Helsingin Sanomat, in reviewing the book, states that in the book the section on Stalin’s repressions are limited to the 1937-1938 period, with 800,000 dead and 18 million sent to slave labour. No mention of the human losses up until 1950 due to Stalin’s reign of terror.

In focusing on other topics, it leaves the impression that Lithuania, Latvia and Estonia joined the Soviet Union uncoerced, of their own free will.

According to Helsingin Sanomat, the text, entitled “Istorija Rossii” (Russian history), written by a team led by historian Nikita Zagladini, treats the 1939 Molotov-Ribbentrop Pact just in passing. It states that Estonia, Latvia and Lithuania voluntarily amalgamated with the USSR.
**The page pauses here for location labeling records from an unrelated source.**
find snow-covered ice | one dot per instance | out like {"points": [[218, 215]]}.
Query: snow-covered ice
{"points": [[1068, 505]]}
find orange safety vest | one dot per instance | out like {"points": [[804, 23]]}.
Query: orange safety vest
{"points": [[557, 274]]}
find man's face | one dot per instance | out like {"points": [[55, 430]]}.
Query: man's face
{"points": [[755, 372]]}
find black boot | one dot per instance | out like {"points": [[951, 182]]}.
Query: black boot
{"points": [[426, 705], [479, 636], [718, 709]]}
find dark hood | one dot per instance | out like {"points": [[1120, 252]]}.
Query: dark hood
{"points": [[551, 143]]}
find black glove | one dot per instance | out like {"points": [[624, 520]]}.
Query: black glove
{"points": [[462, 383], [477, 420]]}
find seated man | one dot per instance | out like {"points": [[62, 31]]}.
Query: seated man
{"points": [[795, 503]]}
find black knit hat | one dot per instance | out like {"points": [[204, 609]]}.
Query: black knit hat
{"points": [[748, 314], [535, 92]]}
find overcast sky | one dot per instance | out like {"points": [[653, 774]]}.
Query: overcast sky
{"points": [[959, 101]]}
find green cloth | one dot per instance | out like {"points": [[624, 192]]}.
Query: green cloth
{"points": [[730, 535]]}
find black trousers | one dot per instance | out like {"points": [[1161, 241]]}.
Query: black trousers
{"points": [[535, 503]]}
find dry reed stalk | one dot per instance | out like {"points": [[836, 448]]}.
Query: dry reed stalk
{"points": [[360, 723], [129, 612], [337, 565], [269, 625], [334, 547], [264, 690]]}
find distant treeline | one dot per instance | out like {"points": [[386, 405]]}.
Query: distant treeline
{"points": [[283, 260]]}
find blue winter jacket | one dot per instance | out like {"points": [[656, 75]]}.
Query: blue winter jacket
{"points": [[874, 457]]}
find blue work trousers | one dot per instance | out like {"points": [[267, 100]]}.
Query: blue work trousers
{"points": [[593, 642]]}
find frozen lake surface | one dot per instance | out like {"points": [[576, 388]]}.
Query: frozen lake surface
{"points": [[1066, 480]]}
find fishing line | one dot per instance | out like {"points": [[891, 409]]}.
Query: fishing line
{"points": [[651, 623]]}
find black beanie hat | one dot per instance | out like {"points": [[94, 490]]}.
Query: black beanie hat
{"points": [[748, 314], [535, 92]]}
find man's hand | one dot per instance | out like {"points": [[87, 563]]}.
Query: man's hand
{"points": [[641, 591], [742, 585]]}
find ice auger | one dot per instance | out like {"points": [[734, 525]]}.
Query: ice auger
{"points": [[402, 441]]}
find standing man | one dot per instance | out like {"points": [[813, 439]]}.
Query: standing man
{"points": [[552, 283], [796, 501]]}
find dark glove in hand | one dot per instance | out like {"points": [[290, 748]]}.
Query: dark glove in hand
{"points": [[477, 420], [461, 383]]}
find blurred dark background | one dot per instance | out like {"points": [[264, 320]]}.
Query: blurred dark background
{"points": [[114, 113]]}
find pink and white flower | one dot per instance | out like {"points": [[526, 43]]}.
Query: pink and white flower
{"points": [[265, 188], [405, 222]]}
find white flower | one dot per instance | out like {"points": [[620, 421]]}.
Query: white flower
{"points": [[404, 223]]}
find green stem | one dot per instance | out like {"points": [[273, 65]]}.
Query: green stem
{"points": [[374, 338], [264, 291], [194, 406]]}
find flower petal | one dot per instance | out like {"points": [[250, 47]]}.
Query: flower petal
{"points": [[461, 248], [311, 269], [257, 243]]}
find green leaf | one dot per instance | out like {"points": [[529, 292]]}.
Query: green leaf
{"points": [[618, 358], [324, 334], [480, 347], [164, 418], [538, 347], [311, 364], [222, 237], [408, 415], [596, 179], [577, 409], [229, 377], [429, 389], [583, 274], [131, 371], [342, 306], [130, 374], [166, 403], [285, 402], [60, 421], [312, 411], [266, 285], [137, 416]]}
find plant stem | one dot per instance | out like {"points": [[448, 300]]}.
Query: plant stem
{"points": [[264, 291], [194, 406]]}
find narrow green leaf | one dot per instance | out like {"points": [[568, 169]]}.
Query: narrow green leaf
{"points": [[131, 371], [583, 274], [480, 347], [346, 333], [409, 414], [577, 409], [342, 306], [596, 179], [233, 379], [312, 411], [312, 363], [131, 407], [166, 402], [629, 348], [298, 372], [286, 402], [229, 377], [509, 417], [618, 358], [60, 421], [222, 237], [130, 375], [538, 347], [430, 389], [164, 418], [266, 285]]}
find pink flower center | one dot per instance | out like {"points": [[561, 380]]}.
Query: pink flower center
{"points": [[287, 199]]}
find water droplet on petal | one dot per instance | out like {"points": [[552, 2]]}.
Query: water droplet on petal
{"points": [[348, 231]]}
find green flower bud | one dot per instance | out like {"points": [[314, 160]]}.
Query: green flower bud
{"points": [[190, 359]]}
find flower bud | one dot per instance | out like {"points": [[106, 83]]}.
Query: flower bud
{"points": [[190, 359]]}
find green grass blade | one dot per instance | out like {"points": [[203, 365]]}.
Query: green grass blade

It totally ignores the fact that the Red Army occupied the three Baltic states, imprisoned the occupied countries’ leadership and held elections that by all existing standards —even of those times — were a mockery. Helsingin Sanomat reported that an earlier textbook, a pre-Putin era book, which had been officially endorsed, had covered the 1939-1940 events more credibly.

The book is not politically consistent throughout. The newspaper mentions the Russian text admitting that Russia initiated the Winter War against Finland because the latter had fired on Russian territory. The authors acknowledge the patriotism and fighting capability of the Finns, the fumbling inability of the Red Army and its tremendous losses.

Recommended by the Ministry of Education, the history text says that Stalin’s era is comparable to those of Peter the Great and Ivan the Terrible, which employed repressions and the concentration of power to solve the problems of the modernization of the state. The text states that if such developments were the bases for contemporary industrialization, then changes in the Soviet Union derived from the adoption of democratic values.

The forced collectivization of agriculture was an unavoidable step in the development of a modern state. As expected there is no mention of the liquidation of independent farmers (kulaks), the Ukrainian famine and the resulting millions of victims.

In covering the events of the early 1990’s, the move to independence by the constituent republics of the USSR and Soviet occupied countries is not seen as a wish to leave the Soviet Union. (???)

The textbook also refers to the words of Vladimir Putin, that collapse of the Soviet Union was the most serious geo-political catastrophe of the 20th century.
(Based on a BNS article of November 1.)

It is obvious that Putin’s interpretation of history must be shared early in life, during school age, when the most deeply held beliefs and fundamental opinions are formed.